Music with eyes closed
Though I have seldom surrendered to the desire to visualize music, the emerging possibilities of computational graphics are difficult to resist. My audio autism has been pretty water tight, coming from a belief in the uniqueness of musical experience. Probably this phenomenological monism is just another version of the idea of "absolute" music, but mine is not so much a dogma as desire, a desire to create compelling music.

Descartes Dream
The rationale for this opening, is that I take geometry to be the formalization of specific kinds of personal imagination. I spend a lot of time visualizing when I write musical code. Visualizing models for the flow of sound and models of processing, visualizing relations of musical parameters and control structures. Computational Geometry is creating a competing locus to our internal visual imagination in mathematical simulation, allowing rich mathematical ideas to be more easily shared.

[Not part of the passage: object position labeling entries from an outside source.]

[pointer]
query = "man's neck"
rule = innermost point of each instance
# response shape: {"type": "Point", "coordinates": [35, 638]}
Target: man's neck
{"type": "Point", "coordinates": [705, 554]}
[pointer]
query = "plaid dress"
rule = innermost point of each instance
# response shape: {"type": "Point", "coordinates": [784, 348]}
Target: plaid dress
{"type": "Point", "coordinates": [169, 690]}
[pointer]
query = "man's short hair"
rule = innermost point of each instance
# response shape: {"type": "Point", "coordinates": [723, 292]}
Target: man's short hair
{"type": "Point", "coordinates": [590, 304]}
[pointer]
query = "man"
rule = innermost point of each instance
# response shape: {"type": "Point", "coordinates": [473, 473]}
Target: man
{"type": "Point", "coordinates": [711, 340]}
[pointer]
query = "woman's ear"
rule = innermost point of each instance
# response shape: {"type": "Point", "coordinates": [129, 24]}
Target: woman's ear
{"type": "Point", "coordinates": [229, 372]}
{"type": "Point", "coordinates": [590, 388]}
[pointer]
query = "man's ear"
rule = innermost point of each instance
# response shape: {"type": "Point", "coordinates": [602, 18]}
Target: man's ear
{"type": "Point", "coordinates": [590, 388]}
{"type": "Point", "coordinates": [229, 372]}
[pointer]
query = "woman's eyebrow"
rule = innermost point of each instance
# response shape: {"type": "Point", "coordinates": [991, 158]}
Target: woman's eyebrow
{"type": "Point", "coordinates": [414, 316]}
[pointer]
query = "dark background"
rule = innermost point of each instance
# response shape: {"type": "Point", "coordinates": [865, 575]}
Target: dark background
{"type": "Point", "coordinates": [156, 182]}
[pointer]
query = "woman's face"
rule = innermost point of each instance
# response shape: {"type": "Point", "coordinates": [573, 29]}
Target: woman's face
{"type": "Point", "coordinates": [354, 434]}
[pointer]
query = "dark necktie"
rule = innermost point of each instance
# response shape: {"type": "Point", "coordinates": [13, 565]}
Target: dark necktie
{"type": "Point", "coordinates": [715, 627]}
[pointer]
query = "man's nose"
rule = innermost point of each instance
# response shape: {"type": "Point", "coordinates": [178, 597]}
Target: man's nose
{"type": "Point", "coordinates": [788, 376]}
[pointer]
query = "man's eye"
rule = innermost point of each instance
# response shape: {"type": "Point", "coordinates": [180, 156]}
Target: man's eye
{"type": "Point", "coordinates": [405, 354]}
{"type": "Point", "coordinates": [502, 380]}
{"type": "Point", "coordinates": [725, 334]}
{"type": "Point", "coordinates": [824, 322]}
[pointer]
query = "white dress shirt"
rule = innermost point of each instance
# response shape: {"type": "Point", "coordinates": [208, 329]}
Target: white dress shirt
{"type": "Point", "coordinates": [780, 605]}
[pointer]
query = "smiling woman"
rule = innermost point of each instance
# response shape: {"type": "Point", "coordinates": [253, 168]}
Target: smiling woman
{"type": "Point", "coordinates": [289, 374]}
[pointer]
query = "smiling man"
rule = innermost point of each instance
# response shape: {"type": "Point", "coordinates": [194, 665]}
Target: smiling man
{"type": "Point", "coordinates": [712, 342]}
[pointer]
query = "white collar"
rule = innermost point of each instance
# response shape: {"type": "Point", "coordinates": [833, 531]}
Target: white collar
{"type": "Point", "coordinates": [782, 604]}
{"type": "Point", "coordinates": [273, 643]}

The fact that this is a place where musical and visual representations can meet is truer than it has ever been. Their having common generative grounds in computation is exciting in that it is so easy for ideas to migrate between media.

Fear of Flying
There is also a negative motivation. That is to untangle the knots we tie ourselves in, in weaving our intricate digital instruments. I find the explosion of parameters to be difficult to cope with in performance. Since I can not separate the composing of music from musical practice I feel that this has a negative impact on our ability to make our technology musical. (i.e. if you cant play it, it"s not music; music without real access to the dynamics of performance is often just librarianship). If there is help available from new work in sci. vis. we should take a serious look. Certainly much practical work these days in applied and theoretical science is completely dependent on viz driven tools. We should look at how this works and try to imagine a way to attain useful tools for composing and performance.

Navigation Aids
The high dimensional state space of the music engines we architect are almost impossible to navigate except by dead reckoning, swimming from one point to the next, crossing seas of nearly unchanging predictability and occasionally encountering the Trinidad's and Tahiti's of fabulousness. Its easy enough to save their coordinates but not so easy to see the big picture Ecco, I found it, but in fact where am I? In spaces of higher dimensions the connectivity is rich and opportunities for warped trajectories abound. We rapidly lose ourselves in the process, and this is partly what is musical focus. But while I can enjoy the slow incremental search, I feel audiences deserve a more rapid and elegant crossing. Map makers from Genoa or Antwerp are not much help. The experience of the overwhelming richness of possibilities for synthesis and signal processing includes the equally overwhelming lack of interesting representations. Methods for scaling and rendering multi dimensional data have expanded greatly recently to match the increase in computational power. Display graphics and animation have made the topological insights of the last 150 years available for the imaginationally impaired.

I propose we survey geometric and computational ideas being deployed in scientific visualization, that we enjoy the search and hopefully that we find opportunities for collaborative design of the particular tools we desire.